Diversity, Equity & Inclusion Strategist. Bestselling Author of Reconstructing DEI and DEI Deconstructed. They/Them. LinkedIn Top Voice on Racial Equity. Inquiries: lilyzheng.co.

When people use "DEI" as a slur, what they're really saying is that they're scared of the true meritocracy DEI work has always aimed to create. They're scared of seeing women, Black people, Asian people, Indigenous people, and Latine people, disabled people, LGBTQ+ people, and many others from marginalized communities in positions of power. They're scared of people from marginalized communities being paid, promoted, hired, developed, and mentored fairly. They're scared of environments where people across many lines of difference respect each other, get along, collaborate, and cooperate. When people use DEI as a slur, what they're really saying is that they're committed to the opposite of #diversity, #equity, and #inclusion: Homogeneity.
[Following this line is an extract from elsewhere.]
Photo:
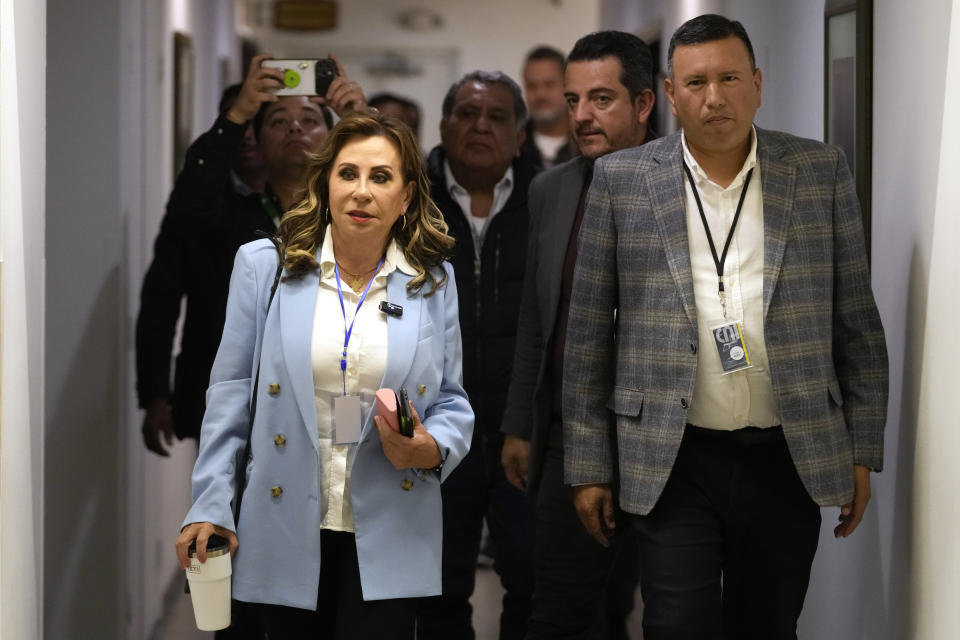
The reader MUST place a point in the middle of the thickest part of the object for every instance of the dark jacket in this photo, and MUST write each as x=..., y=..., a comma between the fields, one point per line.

Inequity. Exclusion. They want a zero-sum future where they see only people like themselves in power, where only people like themselves are paid, promoted, hired, developed, and mentored well, and where only people like themselves feel safe or respected. As it turns out, this is a deeply unpopular opinion. According to a recent poll, when given a description of DEI, 7 in 10 Americans indicated a positive perception and support for it—including more than 60% of White Americans. When people use DEI as a slur, especially as a racist tool to attack Black leaders and the institutions that support them, we have to do more than just push back on their intentional misuse of the term. We have to pull back the curtains on their full-throated endorsement of homogeneity, inequity, exclusion—supremacy—and make it clear that there is no space in civil discourse for this kind of anti-meritocratic, hateful rhetoric.